Friday, May 15th, 2020 00:00 | By
Paul Kemei tends to his farm. Photo/PD/ERICSON KIPRONO

Ericsson Kiprono

On March 13 Kenya reported the first confirmed case of coronavirus. Since then, Kenyan sports has suffered and athletes  has not been spared either.

Athletics Kenya (AK) ordered the closure of all athletics camps in the country in a bid to contain the spread of the deadly coronavirus while athletes were also advised to continue training individually and coaches encouraged to continue monitoring individual athletes.

However for Lemotit Athletics Training camp coach Paul Kemei, lack of sports coaching and the lull in the athletics camp has simply meant one thing, farming.

At his Katet Village, Lemotit Location, Kipkelion in Kericho County, the young athletics coach, a legend in his own right , is biding time in his farm tending to his dairy cows and the vegetable farm.

He has not only traded his track and field passion but also rigorously chopsnapier grass, the high yielding fodder crop fed to dairy cattle, at the expense of coaching his athletes at the training camp.

He has a new lease of life!
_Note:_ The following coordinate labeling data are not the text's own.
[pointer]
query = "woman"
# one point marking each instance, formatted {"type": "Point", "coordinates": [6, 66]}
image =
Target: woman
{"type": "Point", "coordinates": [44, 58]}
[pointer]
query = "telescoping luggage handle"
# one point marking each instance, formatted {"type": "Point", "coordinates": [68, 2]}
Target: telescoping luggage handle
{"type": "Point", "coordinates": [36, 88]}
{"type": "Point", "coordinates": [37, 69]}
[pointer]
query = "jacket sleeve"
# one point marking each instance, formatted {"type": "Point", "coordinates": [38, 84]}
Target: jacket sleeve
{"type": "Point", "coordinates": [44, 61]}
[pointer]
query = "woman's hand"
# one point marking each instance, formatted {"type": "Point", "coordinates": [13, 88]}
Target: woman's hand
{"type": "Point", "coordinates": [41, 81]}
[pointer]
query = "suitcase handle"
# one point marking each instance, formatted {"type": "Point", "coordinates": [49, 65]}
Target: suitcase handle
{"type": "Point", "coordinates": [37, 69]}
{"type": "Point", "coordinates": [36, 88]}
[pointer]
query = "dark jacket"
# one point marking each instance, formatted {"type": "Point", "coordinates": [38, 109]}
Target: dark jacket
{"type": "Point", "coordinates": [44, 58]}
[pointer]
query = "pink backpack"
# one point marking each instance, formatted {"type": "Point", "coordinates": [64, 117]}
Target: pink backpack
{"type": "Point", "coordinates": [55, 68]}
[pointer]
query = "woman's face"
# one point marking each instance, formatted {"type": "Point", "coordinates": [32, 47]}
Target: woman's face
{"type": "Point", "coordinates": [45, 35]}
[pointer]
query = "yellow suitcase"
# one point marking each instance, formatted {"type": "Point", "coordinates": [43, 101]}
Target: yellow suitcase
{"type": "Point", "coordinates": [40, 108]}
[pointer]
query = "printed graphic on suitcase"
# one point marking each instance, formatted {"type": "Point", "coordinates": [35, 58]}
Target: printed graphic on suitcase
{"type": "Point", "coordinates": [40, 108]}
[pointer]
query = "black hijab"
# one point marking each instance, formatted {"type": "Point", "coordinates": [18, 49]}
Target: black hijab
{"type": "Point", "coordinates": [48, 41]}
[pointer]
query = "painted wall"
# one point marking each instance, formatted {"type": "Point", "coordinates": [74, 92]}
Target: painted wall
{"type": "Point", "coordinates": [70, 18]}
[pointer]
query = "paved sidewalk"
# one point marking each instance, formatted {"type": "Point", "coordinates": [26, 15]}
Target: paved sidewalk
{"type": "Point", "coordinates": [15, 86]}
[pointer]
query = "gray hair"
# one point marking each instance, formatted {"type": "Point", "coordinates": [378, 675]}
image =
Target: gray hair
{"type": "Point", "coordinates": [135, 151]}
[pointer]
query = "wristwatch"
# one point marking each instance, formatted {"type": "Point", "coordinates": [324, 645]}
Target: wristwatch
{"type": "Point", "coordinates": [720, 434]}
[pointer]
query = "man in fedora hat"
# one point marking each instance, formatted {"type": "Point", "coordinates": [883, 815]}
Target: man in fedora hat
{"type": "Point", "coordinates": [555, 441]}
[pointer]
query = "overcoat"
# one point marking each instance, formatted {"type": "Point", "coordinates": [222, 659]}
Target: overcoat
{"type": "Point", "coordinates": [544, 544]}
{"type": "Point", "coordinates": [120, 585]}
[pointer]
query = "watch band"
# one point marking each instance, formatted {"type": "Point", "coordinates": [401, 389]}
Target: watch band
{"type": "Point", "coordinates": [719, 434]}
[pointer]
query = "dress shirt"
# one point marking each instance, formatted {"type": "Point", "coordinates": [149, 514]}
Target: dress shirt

Afterall, farming is a profession like any other and he’s plunged into it full blast in the hope of a bumper harvest not just enough to feed his family and also as a source of income.

The celebrated coach says he retreated to his village on March 13 when the AK ordered the closure of training camps and clubs due to the coronavirus outbreak.

Kemei ventured into agriculture in 2015 on his  six-acre land is producing more than 200 bags of spinach every year while at the same time making a good chunk of money from his dairy farming.

Paul Kemei at his home in Katet Village, Kipkelion, Kericho County. INSET: Kemei tends to his farm. Photo/PD/ERICSON KIPRONO

“I started planting vegetable on two acres but now I have more than six. I’m also a dairy farmer since 2017 and I am hoping by December this year to have 20 cows because I have started building new facilities to accommodate more cows in future,” he told People Sport at his farm.

Proper housing and fodder are important to animals just as they are to humans, the farmer explains, pointing out that the two are vital in maximising a cow’s productivity.

“A cow’s shelter should ensure easy movement, should also be sizeable and stress free,” Kemei says, adding the shelter should also be covered from external weather conditions such as rains, wind and direct sunlight.

“Insufficient supply of fodder is the cause of reduced milk production in most farms especially during droughts,” He notes.

He has stocked more than 10,000 bales of hay. He says the animals also require a constant supply of clean water.

Kemei said that When a farmer buys a dairy cow with no genetic history it is known as foundation stock.

Therefore to get the desirable qualities of a productive cow, the foundation is inseminated with hybrid semen, and the result is an intermediary stock.

The intermediary stock is also inseminated with hybrid semen to produce an appendix stock which when inseminated with hybrid semen produces a pedigree cow.

The pedigree cow, according to animal experts, is a heavy feeder, but a good producer with high adaptive capabilities.

The farm now has 10 lactating dairy cows which give him 100 litres a day which he supplies to restaurants in Kericho and Londiani.

“A farmer must look for the animal’s records. The records also helps a farmer to know the character and productivity of the animal he’s buying,” notes the farmer who now employees six workers.